C’est par ces mots que débute le deuxième récit de Chaffanjon, Voyage aux sources de l’Orénoque. La région, en effet reste très dangereuse, les Indiens racontent mille légendes sur les esprits qui hantent la forêt. Il est très difficile des trouver, parmi les Indiens, des guides et des porteurs. Le risque, ce sont également les nombreuses embuscades dans lesquelles la troupe va tomber. Plus d’une fois les flèches vont siffler, l’une d’elle se plantera dans son casque.

Accompagné par le dessinateur Morisot, et toujours assisté dans ses démarches par le gouvernement vénézuélien, Chaffanjon quitte Ciudad Bolivar le 10 juin 1886. Il est officiellement chargé de trouver les sources de l’Orénoque que Humboldt et ses successeurs ont vainement cherchées. Grâce à la boussole et à plus d’une centaine d’observations astronomiques effectuées quotidiennement, il peut enfin parfaire et compléter les cartes existantes.

Remonter le fleuve

C’est en saison sèche (ce qui signifie qu’il ne pleut pas tous les jours…) que l’expédition commence. Pourtant les conditions météorologiques deviennent vite difficiles. Les vents violents ne font qu’accroître la rapidité du courant. Comme toujours de nombreux obstacles ralentissent l’avancée de l’expédition : arbres tombés dans le fleuve, chutes (ces ruptures du lit du fleuve avec d’impressionnantes cascades sont appelées « sauts » en Guyane), crues soudaines ou trop basses eaux…
Les indiens ont depuis des décennies expérimenté des techniques de navigation adaptées à la conduite de la pirogue. Il faut savoir se servir d’outils tels que la palanque et l’espilla. Grande perche fourchue, la première sert à pousser le bateau et s’accompagne du garapato , un long bambou armé d’un crochet qui s’accroche aux branches des rives. Le second est un long câble léger fabriqué à partir des barbes d’un palmier. Il permet de haler l’embarcation à partir de la rive.

Passer les chutes

Il faut passer deux terribles chutes, celles d’Atures et de Maypure. L’expédition mettra plusieurs jours à les passer, car il est impossible des les franchir en pirogue. Il faut alors débarquer les bagages, remonter le fleuve sur la berge, et par le même moyen traîner les bateaux à travers la forêt, les marécages sur plus de 500m. Chaffanjon doit sans cesse soutenir le moral de l’expédition et, pour encourager les Indiens, offrir des cadeaux et des primes supplémentaires.

Mater une mutinerie

Le 2 novembre, la mission Chaffanjon quitte le port de San Fernando de Atabapo. Personne ne croit au retour de l’expédition tant les risques sont grands : des populations hostiles vivent sur les rives du fleuve et la navigation s’annonce difficile et pleine d’embuches.

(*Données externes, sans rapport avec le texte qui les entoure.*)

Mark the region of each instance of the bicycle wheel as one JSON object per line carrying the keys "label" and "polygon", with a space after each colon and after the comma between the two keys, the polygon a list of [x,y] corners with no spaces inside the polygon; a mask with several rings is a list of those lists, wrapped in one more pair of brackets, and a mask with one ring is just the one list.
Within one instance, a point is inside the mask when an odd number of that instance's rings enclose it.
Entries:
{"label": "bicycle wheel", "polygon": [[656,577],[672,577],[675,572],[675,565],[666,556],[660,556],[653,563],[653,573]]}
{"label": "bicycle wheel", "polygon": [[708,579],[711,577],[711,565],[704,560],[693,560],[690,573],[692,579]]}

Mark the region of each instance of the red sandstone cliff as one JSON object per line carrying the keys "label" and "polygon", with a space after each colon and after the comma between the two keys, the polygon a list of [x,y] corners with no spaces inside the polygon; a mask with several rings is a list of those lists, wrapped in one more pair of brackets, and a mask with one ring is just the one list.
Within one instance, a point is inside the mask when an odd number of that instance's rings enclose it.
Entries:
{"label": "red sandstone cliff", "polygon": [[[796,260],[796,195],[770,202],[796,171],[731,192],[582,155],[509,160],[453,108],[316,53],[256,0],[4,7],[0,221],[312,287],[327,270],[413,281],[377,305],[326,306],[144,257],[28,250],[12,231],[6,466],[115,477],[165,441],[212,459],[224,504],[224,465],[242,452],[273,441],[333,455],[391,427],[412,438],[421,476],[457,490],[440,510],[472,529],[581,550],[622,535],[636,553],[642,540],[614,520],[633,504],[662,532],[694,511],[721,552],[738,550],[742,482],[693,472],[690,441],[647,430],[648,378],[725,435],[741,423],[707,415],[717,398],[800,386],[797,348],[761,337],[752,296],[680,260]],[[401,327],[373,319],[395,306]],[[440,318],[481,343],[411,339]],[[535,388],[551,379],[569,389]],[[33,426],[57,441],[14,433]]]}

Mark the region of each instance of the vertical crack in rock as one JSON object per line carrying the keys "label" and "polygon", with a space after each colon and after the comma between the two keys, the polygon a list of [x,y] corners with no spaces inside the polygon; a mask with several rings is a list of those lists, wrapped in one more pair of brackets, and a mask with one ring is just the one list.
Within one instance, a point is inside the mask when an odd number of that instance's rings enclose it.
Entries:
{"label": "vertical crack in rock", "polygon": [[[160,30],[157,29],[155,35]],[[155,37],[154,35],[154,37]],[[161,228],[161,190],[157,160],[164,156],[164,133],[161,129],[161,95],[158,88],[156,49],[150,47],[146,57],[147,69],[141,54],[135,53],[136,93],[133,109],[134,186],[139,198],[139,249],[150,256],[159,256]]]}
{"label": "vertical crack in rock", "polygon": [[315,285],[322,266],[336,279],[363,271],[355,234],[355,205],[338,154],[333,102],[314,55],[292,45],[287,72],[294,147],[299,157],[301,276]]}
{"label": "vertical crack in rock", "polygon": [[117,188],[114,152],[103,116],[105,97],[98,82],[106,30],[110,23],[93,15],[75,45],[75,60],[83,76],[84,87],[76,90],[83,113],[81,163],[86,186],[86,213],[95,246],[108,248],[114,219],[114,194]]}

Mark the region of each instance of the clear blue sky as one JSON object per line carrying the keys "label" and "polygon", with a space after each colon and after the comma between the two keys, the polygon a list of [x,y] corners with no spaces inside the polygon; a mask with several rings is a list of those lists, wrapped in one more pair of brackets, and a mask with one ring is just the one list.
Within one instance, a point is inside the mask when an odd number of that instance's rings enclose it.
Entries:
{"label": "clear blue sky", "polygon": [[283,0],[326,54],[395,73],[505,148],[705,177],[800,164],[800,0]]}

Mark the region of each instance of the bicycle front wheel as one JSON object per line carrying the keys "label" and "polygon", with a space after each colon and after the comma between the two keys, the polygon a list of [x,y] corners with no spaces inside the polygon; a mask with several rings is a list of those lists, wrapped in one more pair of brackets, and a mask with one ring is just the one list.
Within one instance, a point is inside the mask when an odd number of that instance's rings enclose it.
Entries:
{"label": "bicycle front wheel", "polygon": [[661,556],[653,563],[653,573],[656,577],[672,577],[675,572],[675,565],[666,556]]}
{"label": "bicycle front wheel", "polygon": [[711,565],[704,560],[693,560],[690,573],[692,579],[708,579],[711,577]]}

Au bout de quelques jours des marins ont déjà déserté. Il est très difficile de trouver un autre équipage. La navigation devient difficile en période de basses eaux et l’Orénoque devient de plus en plus étroit. Une trentaine de mètres entre les deux rives, autant dire que l’expédition est à portée d’éventuels tirs de flèches lancées par des Indiens depuis la rive. Chaffanjon note dans son journal : «J’irai ; Les Indiens ne me tueront pas, et si les Naquiritare (Indiens qui l’accompagnent]) ne veulent pas être du voyage, eh bien, j’irai seul». Parvenus au confluent de l’Orénoque et du Macava la révolte éclate, les marins commencent à rebrousser chemin. Sous la contrainte de leurs armes les Français finissent par venir à bout de la mutinerie. La remontée du fleuve se poursuit dans une atmosphère lourde. Tous scrutent les rives toutes proches dans la crainte d’une attaque des redoutables Indiens Yanomani. La mission se poursuit néanmoins, on passe des rapides, on utilise la pirogue lorsque le bateau ne passe plus, on croise les Indiens Yanomani de sinistre réputation, car encore anthropophages. Finalement Chaffajon parvient en haut d’un mont dans la sierra Parima,à 1400m d’altitude, là où serait la source de l’Orénoque et il y plante le drapeau français. Il baptise ce mont du nom du Président de la Société de Géographie, Ferdinand de Lesseps. En réalité ce sera un autre Français, Joseph Grelier qui identifiera, soixante cinq ans pus tard, les authentiques sources de l’Orénoque. Néanmoins, il était très près du but et à son retour en France en 1887, la société de Géographie de Paris lui décernera une médaille d’or pour ses travaux.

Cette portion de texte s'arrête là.